I propose that we start using the Sacagawea dollar coins to visually remind the world that American women are more than wombs. Why use this method to speak out in support of women? These gold coins, arguably an attempt to honor women, are unwanted. They are so unwanted that the bank teller told me that they haven’t had those coins in more than three years because no one wanted them. I had to take a roll of $25 because the bank teller didn’t want to open a roll! Society doesn’t honor this beautiful coin, and they don’t value women. A manager in my office didn't even realize that there was a gold one-dollar coin featuring a woman. As I researched the history of Sacagawea on the U.S. Mint website, I learned some interesting facts.

At about the age of 11, Sacagawea was captured by a Hidatsa raiding party and taken from her tribe. She was later sold into slavery. Then her new owners gave her away in a bet to a French-Canadian fur trader, who made her his wife. She had no choice in where she would live, if she would marry, or what course her life would take.

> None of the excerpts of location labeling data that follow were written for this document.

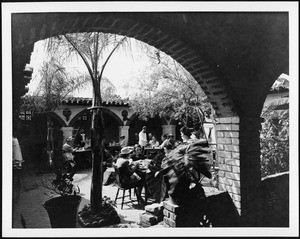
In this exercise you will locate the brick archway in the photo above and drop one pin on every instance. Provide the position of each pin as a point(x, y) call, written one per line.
point(235, 58)
point(106, 111)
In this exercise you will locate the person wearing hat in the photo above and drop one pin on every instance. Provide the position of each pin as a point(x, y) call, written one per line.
point(122, 142)
point(186, 135)
point(137, 154)
point(143, 137)
point(127, 171)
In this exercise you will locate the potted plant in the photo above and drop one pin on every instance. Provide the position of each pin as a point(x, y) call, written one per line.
point(62, 209)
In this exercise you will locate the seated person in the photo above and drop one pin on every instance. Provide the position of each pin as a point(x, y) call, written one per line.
point(137, 154)
point(107, 157)
point(153, 142)
point(79, 140)
point(128, 172)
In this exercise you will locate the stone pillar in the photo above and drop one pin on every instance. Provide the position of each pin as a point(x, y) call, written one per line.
point(238, 159)
point(250, 170)
point(67, 132)
point(169, 129)
point(125, 131)
point(228, 158)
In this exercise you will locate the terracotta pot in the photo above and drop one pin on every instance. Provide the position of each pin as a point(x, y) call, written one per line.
point(63, 210)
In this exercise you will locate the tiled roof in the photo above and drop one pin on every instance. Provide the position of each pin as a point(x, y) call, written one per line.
point(280, 85)
point(88, 101)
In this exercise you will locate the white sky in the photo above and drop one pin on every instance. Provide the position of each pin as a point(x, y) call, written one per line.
point(120, 69)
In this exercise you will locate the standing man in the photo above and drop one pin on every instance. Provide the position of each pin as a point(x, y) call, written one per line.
point(143, 137)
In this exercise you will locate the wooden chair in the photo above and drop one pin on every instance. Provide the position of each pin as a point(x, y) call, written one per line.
point(124, 187)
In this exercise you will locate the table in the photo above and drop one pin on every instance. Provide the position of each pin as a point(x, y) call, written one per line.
point(83, 158)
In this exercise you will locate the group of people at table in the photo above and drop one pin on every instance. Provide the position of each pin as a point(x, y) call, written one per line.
point(132, 163)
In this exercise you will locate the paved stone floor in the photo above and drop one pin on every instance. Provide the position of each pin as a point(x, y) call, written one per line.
point(32, 195)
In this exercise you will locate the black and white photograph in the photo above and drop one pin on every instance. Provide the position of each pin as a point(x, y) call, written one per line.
point(138, 119)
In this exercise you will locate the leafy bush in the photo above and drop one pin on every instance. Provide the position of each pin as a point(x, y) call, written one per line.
point(274, 141)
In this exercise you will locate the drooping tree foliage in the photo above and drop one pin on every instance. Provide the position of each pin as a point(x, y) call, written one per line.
point(168, 90)
point(95, 49)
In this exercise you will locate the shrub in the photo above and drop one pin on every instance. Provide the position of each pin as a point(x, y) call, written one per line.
point(274, 141)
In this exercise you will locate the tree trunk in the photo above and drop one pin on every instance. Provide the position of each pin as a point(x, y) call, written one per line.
point(49, 140)
point(96, 139)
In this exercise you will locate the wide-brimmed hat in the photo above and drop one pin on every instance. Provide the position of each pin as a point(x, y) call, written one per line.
point(126, 150)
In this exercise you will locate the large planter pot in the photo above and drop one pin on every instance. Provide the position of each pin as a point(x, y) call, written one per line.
point(63, 210)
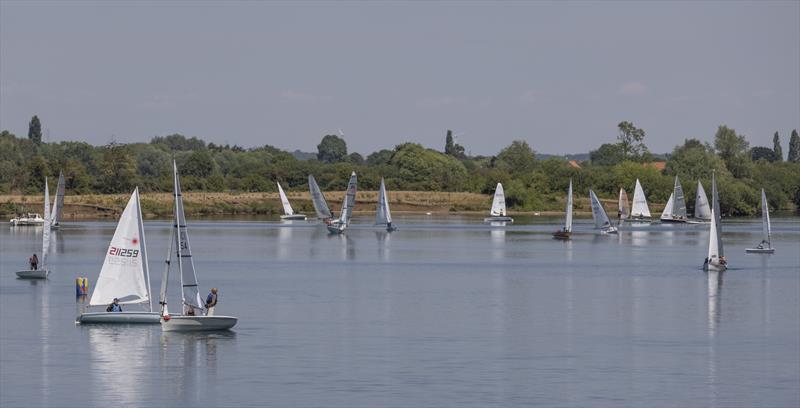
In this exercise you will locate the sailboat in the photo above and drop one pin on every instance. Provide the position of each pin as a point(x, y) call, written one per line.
point(498, 211)
point(765, 247)
point(382, 214)
point(42, 271)
point(566, 231)
point(622, 207)
point(715, 261)
point(639, 210)
point(675, 211)
point(125, 274)
point(193, 317)
point(702, 210)
point(58, 203)
point(601, 220)
point(320, 205)
point(288, 213)
point(338, 226)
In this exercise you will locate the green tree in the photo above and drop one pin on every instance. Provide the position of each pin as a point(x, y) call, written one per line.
point(35, 130)
point(631, 140)
point(794, 148)
point(776, 147)
point(332, 149)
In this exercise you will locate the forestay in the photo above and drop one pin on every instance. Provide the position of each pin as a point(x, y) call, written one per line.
point(499, 202)
point(287, 208)
point(702, 210)
point(190, 292)
point(124, 274)
point(640, 208)
point(320, 205)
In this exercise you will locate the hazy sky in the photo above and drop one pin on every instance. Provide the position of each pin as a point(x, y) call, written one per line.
point(559, 75)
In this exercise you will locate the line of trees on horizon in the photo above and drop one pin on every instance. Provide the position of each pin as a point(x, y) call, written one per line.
point(530, 183)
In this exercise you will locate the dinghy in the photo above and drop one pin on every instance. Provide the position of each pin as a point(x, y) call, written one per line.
point(715, 261)
point(125, 274)
point(601, 220)
point(622, 207)
point(382, 214)
point(498, 211)
point(675, 211)
point(639, 210)
point(338, 226)
point(42, 271)
point(765, 247)
point(194, 314)
point(702, 211)
point(288, 213)
point(566, 231)
point(320, 205)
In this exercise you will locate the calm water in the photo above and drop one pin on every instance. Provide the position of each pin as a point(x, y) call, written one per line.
point(443, 312)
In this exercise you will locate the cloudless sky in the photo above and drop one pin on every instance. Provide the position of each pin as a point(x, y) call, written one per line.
point(560, 75)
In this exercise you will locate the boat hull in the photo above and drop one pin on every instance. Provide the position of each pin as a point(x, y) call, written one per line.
point(118, 318)
point(300, 217)
point(37, 274)
point(760, 250)
point(498, 219)
point(198, 323)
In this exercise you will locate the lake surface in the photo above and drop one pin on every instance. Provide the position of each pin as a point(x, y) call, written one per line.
point(443, 312)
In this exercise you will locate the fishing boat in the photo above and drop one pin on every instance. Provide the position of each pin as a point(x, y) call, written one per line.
point(715, 261)
point(566, 231)
point(339, 225)
point(382, 214)
point(622, 205)
point(194, 315)
point(498, 211)
point(125, 274)
point(320, 205)
point(675, 211)
point(765, 247)
point(601, 220)
point(41, 272)
point(288, 213)
point(702, 210)
point(639, 210)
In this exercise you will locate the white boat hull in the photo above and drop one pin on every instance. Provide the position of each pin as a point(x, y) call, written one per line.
point(301, 217)
point(37, 274)
point(118, 318)
point(498, 219)
point(198, 323)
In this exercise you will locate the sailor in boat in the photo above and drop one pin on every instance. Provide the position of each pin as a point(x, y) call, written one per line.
point(34, 261)
point(211, 302)
point(114, 306)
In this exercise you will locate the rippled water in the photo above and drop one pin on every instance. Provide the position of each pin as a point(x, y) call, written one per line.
point(442, 312)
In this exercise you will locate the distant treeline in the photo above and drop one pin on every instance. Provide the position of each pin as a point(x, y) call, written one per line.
point(530, 183)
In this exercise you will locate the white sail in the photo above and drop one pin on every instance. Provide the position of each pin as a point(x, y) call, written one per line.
point(667, 213)
point(124, 272)
point(190, 292)
point(765, 224)
point(287, 208)
point(639, 208)
point(702, 210)
point(499, 202)
point(349, 200)
point(679, 206)
point(622, 207)
point(601, 219)
point(46, 226)
point(568, 220)
point(382, 213)
point(320, 205)
point(58, 203)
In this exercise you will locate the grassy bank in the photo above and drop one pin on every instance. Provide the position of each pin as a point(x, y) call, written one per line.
point(202, 203)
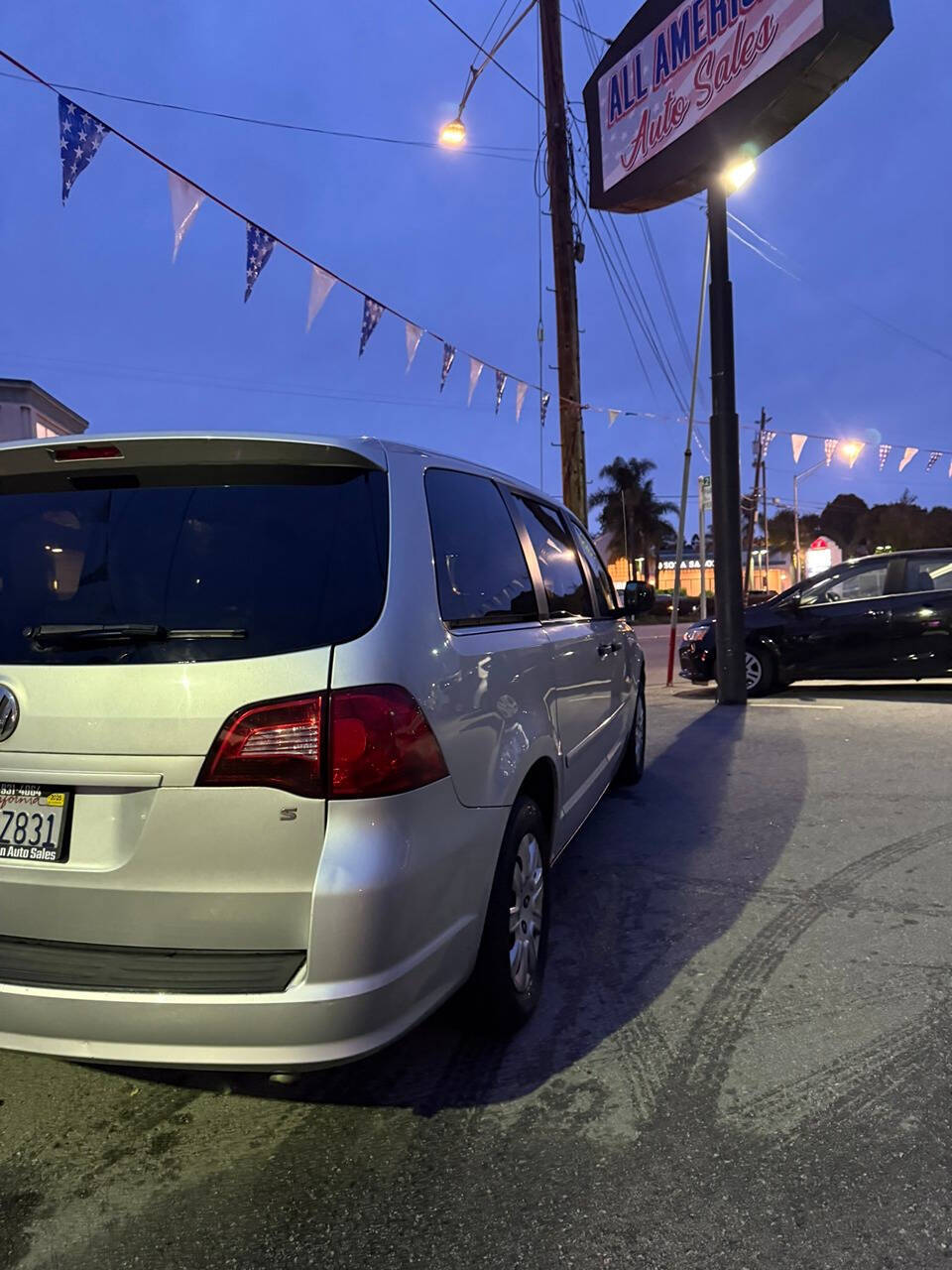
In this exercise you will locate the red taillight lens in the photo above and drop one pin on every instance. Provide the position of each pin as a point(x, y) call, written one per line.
point(277, 744)
point(380, 743)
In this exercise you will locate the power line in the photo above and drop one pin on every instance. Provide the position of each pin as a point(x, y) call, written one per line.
point(483, 151)
point(477, 45)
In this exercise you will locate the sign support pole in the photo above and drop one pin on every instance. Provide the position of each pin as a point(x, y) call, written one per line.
point(725, 463)
point(685, 476)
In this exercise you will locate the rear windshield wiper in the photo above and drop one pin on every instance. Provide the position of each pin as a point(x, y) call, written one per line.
point(121, 633)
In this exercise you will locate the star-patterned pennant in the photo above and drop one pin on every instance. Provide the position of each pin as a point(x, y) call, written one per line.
point(321, 285)
point(521, 389)
point(448, 358)
point(500, 388)
point(261, 245)
point(475, 371)
point(372, 309)
point(414, 334)
point(80, 137)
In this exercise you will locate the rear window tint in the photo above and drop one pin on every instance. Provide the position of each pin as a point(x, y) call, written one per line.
point(294, 566)
point(481, 572)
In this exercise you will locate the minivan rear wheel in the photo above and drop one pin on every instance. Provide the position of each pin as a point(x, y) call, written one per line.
point(511, 964)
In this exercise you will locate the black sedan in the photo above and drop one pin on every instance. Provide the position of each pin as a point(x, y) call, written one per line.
point(883, 617)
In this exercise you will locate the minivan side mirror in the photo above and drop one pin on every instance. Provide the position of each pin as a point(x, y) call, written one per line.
point(639, 598)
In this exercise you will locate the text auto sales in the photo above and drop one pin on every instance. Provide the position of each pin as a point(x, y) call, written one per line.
point(688, 36)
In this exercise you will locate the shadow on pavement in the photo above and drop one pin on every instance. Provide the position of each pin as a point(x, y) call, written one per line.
point(633, 905)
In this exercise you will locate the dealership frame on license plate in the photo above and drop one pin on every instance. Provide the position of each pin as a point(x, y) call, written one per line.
point(35, 824)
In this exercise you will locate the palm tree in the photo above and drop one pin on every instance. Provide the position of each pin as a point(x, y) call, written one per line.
point(639, 511)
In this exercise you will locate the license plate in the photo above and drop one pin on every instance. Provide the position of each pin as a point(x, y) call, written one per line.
point(33, 821)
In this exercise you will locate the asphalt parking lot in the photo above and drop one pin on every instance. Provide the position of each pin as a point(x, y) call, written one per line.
point(743, 1057)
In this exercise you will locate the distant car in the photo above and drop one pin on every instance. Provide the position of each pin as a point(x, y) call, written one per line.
point(291, 730)
point(883, 617)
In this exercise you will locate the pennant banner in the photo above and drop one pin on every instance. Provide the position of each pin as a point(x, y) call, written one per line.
point(414, 334)
point(185, 200)
point(372, 309)
point(80, 137)
point(321, 282)
point(261, 245)
point(448, 358)
point(475, 371)
point(500, 389)
point(520, 398)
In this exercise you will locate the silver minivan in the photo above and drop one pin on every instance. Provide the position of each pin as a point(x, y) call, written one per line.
point(291, 731)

According to the CDC, the largest demographic for women who have had abortions is women under the age of 15? Sacagawea was only 15 years old and already six-months pregnant when the Lewis and Clark expedition started. In today’s society we are still fighting for the right to keep our jobs when we are pregnant and still fighting for the right to feed our infants in public without being shamed.

Sacagawea is a perfect symbol for our struggles today, with her infant son bound to her back. Technically she wasn't a U.S. Citizen. Our law-makers call vote after vote on whether or not Planned Parenthood and free clinics should be funded – which is where women without health care can go for birth control and pap smears and mammograms. Regardless of income or immigration status women across the country juggle work and family. Women contribute to society in addition to, and in spite of, their status as a parent or a spouse.

Sacagawea and her son served as a "white flag" of peace for the expedition, which was as much a military expedition as a scientific one. They entered potentially hostile territory, but not a single member of the party was lost to hostile action because no war party was ever accompanied by a woman and infant. And today, military women are still struggling to have access to the same reproductive rights given to civilian women.

Not all of us are comfortable carrying signs or calling Senators, but we can all use these coins. It doesn’t matter if you are a man or a woman, if you are rich or poor – everyone can join in this reminder to honor women. It doesn’t even really matter what you think about Roe v. Wade; the only thing that matters is that you know that women and their health-care providers are the ones to make a decision about all health matters including reproductive choices. If you think that family decisions belong with a family, and not with Congress, please use the Sacagawea dollars. Just for the month of March, women's history month – please use the Sacagawea dollars. Maybe donate one of those dollars to Planned Parenthood?